Loyola speaker discusses dating and hookin’ up
Posted by matthewtgillis on October 17, 2012
By Matt Gillis
Stephanie Atella, health educator at Loyola’s Wellness Center, hosted Hookin’ Up and Gettin’ Some, which was held on the fourth floor of the Richard J. Klarchek Information Commons at Loyola’s Lake Shore Campus for a crowd of 30.
Mark Dawson, who works as a motivational speaker about such topics as healthy dating, communication, relationships, sexual assault awareness and education, and leadership, travels to colleges and universities in an effort to empower students with the knowledge, tools, and desire to date safer and become active communicators in their own lives.
Dawson believes that many of the communication problems in intimate relationships stem from the lack of available education about dating.
“We’re all trying to have relationships, but we don’t know how to,” Dawson said. “We’re taking classes on history and literature, but were not learning about how to date.”
Dawson challenged the audience to reevaluate their understanding of dating, which he thinks is based on outdated myths that we do not fully understand.

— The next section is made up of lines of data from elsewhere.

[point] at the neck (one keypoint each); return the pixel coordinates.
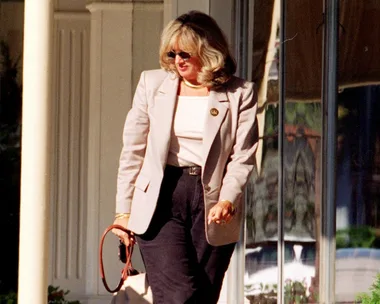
(190, 85)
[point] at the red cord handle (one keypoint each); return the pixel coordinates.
(128, 265)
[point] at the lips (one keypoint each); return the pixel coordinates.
(182, 68)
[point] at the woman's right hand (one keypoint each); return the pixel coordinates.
(127, 238)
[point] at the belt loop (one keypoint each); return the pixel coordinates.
(194, 170)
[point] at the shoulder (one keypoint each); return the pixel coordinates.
(154, 78)
(241, 89)
(237, 84)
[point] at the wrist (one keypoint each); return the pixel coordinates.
(122, 215)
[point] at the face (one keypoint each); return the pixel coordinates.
(187, 65)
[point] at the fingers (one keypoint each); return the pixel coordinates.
(127, 238)
(222, 213)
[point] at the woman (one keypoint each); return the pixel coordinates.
(189, 143)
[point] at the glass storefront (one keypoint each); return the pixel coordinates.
(286, 243)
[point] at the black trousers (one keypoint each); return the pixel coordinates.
(181, 266)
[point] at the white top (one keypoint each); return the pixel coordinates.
(187, 132)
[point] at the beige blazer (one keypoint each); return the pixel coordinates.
(229, 143)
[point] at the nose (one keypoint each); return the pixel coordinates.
(178, 59)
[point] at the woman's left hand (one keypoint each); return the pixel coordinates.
(221, 213)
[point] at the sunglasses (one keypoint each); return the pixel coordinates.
(184, 55)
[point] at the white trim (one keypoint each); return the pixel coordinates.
(93, 182)
(251, 20)
(109, 6)
(149, 6)
(71, 15)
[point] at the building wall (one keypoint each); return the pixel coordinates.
(99, 50)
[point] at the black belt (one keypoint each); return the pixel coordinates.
(190, 170)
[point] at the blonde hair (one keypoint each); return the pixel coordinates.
(199, 34)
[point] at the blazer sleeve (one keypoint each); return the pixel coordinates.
(135, 133)
(242, 159)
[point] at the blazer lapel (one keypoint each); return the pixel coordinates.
(217, 108)
(165, 103)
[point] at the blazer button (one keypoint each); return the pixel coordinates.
(214, 112)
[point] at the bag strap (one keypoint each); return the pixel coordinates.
(128, 264)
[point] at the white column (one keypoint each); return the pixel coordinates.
(34, 210)
(124, 41)
(110, 97)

“The behaviors we engage in when dating made sense hundreds of years ago,” Dawson said. “We make up excuses to make sense of those behaviors in today’s context, but people don’t challenge those myths we’re told. Why should women be taught to be submissive in their dating lives but independent and assertive in every other aspect?”
Dawson thinks that lack of education about relationships leads to sexual violence.

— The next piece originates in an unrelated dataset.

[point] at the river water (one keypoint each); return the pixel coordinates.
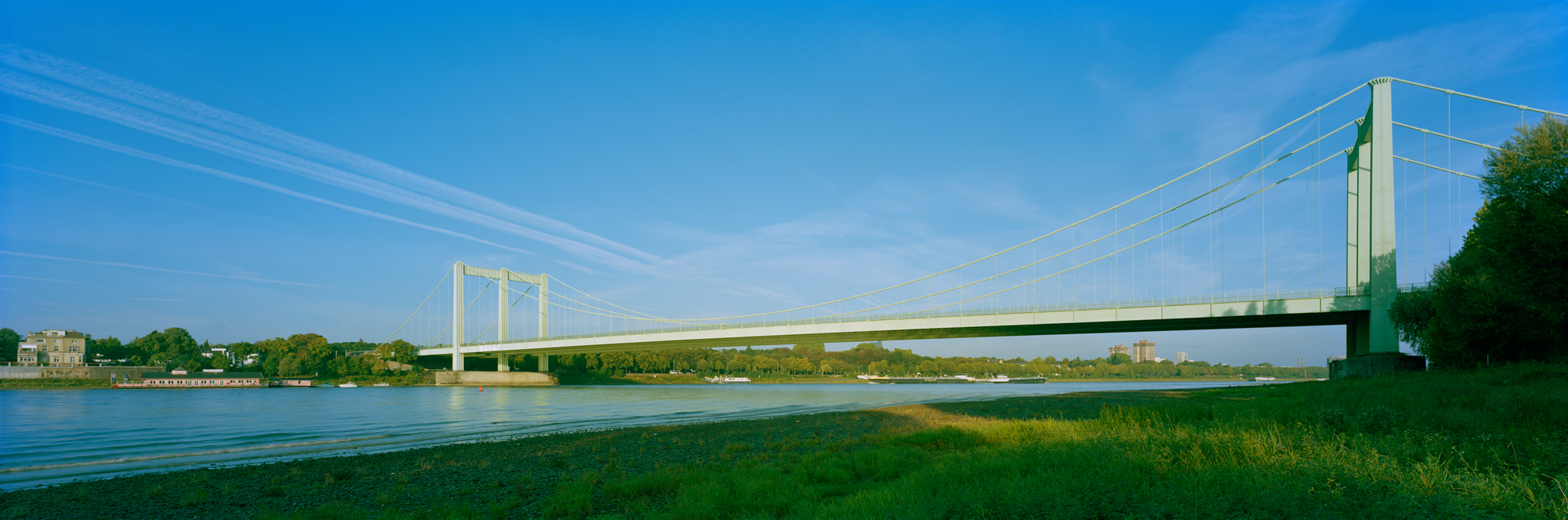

“I believe that a lot of sexual assaults are done by people who don’t know what they’re doing,” Dawson said. “They aren’t taught how to have relationships.”
Dawson also believes miscommunication in relationships comes from today’s lack of face-to-face communication.
“No wonder relationships are so tough,” Dawson said. “We use to live in a world where words meant things, but now it’s hard to understand meaning through texts and abbreviations.”
Dawson discussed the importance of being mindful of the power of communication, whether verbal or nonverbal.
“The words we use at each other are powerful,” Dawson said. “But people believe more of what they see then what they hear. Become more aware of the messages you’re sending through body language and your actions.”
Dawson believes education will give students control over their relationships and foster healthy dating decisions.
“People can choose their thoughts, beliefs, and behaviors in a healthy relationship,” Dawson said. “Everyone should have the choice of what happens to their body. It’s called consent.”
Dawson sees sexual assault as neither a women’s issue nor a man’s fault.
“Both genders have to take an active role in strengthening their communication,” Dawson said after the event. “It’s not a man or woman’s responsibility to say no. It’s their responsibility to ask and engage in conversation.”
One student, Erika Vigen, 21, a junior biology major, agreed that communication has a strong impact on relationships.
“Dawson was right when he said that the words we use with each other are powerful,” Vigen said. “With social media, texting, and less and less verbal communication, it makes it easier than ever to misinterpret something. Effective communication is key to maintaining a healthy relationship.”